Asymptotic Expansions for Root Equations | Two-Term Expansions for ε → 0

[squenshl]

Homework Statement

Find two term asymptotic expansions for the roots of the following equations for ε → 0.
$$x^2+x-4ε = 0, \quad x^2+cos(εx)=5 \quad \text{and} \quad εx^3-x+9=0$$

Homework Equations

The 2 term asymptotic expansion is $$x\approx x_0+εx_1.$$

The Attempt at a Solution

Plugging the asymptotic expansion into the first equation gives $$(x_0+εx_1)^2+x_0+εx_1-4ε=0$$
$$x_0^2+2εx_0x_1+ε^2x_1^2+x_0+εx_1-4ε=0.$$
Equation constant and order ε terms one gets $$x_0^2+x_0=0 \quad \text{and} \quad 2x_0x_1+x_1-4=0.$$
$$ x_0 = 0,-1 \Rightarrow x_1=4,-4.$$
Thus our 2 term expansions are
$$x \approx 4ε \quad \text{and} \quad x \approx -1-4ε.$$
First we expand the cos term as a power series
$$\cos(εx) = 1 - \frac{(εx)^2}{2}+\cdots \approx 1.$$
Plugging the asymptotic expansion into the second equation gives $$(x_0+εx_1)^2+1=5$$
$$x_0^2+2εx_0x_1+ε^2x_1^2-4=0.$$
Equation constant and order ε terms one gets $$x_0^2-4=0 \quad \text{and} \quad 2x_0x_1=0.$$
$$ x_0 = \pm 2 \Rightarrow x_1=0.$$
Thus our 2 term expansions are
$$x \approx 2 \quad \text{and} \quad x \approx -2.$$
Plugging the asymptotic expansion into the third equation gives $$ε(x_0+εx_1)^3-x_0-εx_1+9=0$$
$$ε(x_0^3+2εx_0x_1+\cdots+εx_0^2x_1+\cdots)-x_0-εx_1+9=0.$$
Are the first 2 correct and not too sure on how to continue with the final one.
Please help!

 

[mfb]

You can determine x₀ if you set ε=0 and solve the equation.
Your expansion of (x₀+εx₁)³ is wrong.
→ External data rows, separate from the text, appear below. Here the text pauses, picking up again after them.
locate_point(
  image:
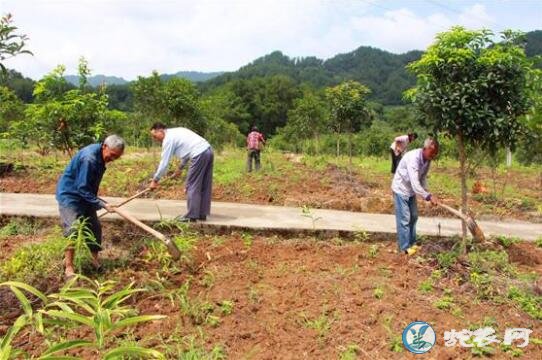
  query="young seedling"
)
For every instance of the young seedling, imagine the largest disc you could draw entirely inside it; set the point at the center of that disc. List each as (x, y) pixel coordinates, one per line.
(378, 292)
(307, 212)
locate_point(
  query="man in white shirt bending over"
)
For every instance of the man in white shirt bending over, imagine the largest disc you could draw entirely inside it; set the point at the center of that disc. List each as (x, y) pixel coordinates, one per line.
(398, 148)
(410, 180)
(187, 146)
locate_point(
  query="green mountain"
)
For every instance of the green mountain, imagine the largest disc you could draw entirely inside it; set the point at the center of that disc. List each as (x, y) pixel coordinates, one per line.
(382, 71)
(194, 76)
(97, 80)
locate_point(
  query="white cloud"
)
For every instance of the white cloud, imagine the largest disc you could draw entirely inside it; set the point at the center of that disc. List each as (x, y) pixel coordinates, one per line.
(130, 38)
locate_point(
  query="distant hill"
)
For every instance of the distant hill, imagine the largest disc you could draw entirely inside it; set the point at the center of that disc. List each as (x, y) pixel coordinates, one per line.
(97, 80)
(194, 76)
(382, 71)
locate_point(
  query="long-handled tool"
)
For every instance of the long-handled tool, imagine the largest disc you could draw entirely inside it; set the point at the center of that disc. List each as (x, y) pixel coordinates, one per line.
(171, 246)
(474, 229)
(143, 192)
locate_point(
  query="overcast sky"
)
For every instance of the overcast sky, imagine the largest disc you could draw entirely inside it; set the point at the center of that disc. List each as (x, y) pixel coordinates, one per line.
(133, 37)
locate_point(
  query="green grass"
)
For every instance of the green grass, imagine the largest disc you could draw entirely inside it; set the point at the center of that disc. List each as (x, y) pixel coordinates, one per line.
(34, 262)
(17, 226)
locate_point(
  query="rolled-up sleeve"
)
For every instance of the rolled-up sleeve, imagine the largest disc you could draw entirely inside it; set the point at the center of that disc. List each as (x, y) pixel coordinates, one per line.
(418, 185)
(86, 182)
(167, 153)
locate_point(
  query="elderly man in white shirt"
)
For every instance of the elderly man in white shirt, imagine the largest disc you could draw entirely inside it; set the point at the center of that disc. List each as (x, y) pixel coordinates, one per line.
(398, 148)
(187, 146)
(410, 180)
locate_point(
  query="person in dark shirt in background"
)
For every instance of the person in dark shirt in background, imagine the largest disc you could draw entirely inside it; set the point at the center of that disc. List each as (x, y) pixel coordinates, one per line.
(255, 140)
(77, 194)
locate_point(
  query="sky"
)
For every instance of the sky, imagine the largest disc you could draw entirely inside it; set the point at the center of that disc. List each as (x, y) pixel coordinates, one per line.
(128, 38)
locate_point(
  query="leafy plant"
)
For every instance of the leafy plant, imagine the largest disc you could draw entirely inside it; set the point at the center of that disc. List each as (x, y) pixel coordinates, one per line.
(378, 292)
(307, 212)
(395, 341)
(247, 239)
(529, 303)
(34, 262)
(506, 241)
(322, 324)
(426, 286)
(446, 259)
(226, 307)
(18, 227)
(97, 307)
(199, 312)
(79, 239)
(490, 262)
(351, 352)
(418, 343)
(373, 251)
(446, 302)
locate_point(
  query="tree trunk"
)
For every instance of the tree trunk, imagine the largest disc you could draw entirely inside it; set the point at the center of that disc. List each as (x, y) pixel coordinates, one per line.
(463, 173)
(350, 150)
(508, 157)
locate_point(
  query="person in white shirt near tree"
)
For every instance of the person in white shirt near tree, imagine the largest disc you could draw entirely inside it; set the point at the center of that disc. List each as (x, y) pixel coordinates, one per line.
(398, 148)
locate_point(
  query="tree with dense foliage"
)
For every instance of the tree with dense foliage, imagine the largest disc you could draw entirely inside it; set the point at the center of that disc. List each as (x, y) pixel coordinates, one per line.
(11, 44)
(22, 86)
(349, 109)
(474, 89)
(308, 119)
(173, 102)
(65, 119)
(11, 108)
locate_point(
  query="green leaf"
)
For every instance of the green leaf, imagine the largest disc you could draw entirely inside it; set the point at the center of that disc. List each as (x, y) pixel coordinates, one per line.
(26, 287)
(71, 316)
(132, 350)
(135, 320)
(27, 308)
(66, 345)
(12, 332)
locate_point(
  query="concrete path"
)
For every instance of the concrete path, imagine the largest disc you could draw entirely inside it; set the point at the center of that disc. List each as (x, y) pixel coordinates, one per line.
(260, 217)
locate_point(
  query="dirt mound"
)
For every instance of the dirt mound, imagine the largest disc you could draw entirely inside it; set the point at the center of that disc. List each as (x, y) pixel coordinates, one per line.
(525, 254)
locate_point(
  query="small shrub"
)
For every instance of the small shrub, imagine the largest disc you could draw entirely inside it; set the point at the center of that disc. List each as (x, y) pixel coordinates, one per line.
(446, 259)
(373, 251)
(426, 286)
(378, 292)
(529, 303)
(506, 241)
(34, 262)
(490, 262)
(351, 352)
(226, 307)
(446, 302)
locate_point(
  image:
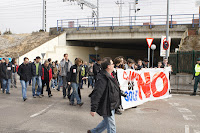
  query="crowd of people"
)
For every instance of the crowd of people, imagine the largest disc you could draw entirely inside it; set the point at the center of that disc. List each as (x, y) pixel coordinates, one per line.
(53, 75)
(71, 75)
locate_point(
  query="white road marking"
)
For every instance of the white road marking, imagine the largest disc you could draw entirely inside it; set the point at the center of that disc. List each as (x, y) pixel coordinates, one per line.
(187, 129)
(174, 104)
(42, 111)
(196, 131)
(184, 110)
(189, 117)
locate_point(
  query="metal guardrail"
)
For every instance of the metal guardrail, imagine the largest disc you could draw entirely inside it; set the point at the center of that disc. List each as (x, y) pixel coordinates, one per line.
(182, 83)
(148, 20)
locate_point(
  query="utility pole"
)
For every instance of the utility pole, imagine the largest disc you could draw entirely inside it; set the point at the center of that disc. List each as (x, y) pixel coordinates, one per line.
(97, 13)
(44, 18)
(120, 9)
(167, 27)
(134, 8)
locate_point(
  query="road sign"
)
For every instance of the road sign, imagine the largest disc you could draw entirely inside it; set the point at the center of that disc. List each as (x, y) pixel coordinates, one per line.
(149, 41)
(164, 45)
(43, 54)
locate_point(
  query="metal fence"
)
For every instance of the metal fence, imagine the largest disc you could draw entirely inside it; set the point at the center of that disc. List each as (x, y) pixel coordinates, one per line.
(148, 20)
(183, 62)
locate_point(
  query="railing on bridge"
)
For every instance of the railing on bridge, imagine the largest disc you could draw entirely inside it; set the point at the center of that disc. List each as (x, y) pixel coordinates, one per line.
(149, 20)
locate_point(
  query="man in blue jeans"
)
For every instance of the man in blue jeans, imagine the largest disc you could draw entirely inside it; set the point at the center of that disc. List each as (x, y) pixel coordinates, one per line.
(6, 75)
(36, 69)
(25, 74)
(105, 98)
The right expansion will make the following steps easier.

 

[squenshl]

Thanks.
So I take it the first 2 are good.

Cheers.

 

[pasmith]

[x^2 + \cos(\epsilon x) = 5]
Thus our 2 term expansions are
$$x \approx 2 \quad \text{and} \quad x \approx -2.$$

I'm not sure that "x \sim \pm 2" really qualifies as a "two-term expansion".

Here the appropriate expansion is in powers of \epsilon^2, since changing the sign of \epsilon does not change \cos(\epsilon x), and so should not change the values of x which satisfy the equation x^2 + \cos(\epsilon x) = 5.

Try again with x \sim x_0 + x_2 \epsilon^2.

 

[squenshl]

Thanks for that.

Using the new asymptotic expansion i get
$$x \approx 2+\frac{\epsilon^2}{2} \quad \text{and} \quad x \approx -2-\frac{\epsilon^2}{2}.$$

Can someone confirm this.

Cheers.

 

[pasmith]

Thanks for that.

Using the new asymptotic expansion i get
$$x \approx 2+\frac{\epsilon^2}{2} \quad \text{and} \quad x \approx -2-\frac{\epsilon^2}{2}.$$

Can someone confirm this.

Cheers.

That is correct.

 

[Jorriss]

You can determine x₀ if you set ε=0 and solve the equation.
.

Does that remain true for singular perturbation problems such as the third problem here?

 

[mfb]

x₀ is by definition the solution for x at ε=0.
If you do not get a converging taylor expansion around ε=0, the whole method is not feasible anyway.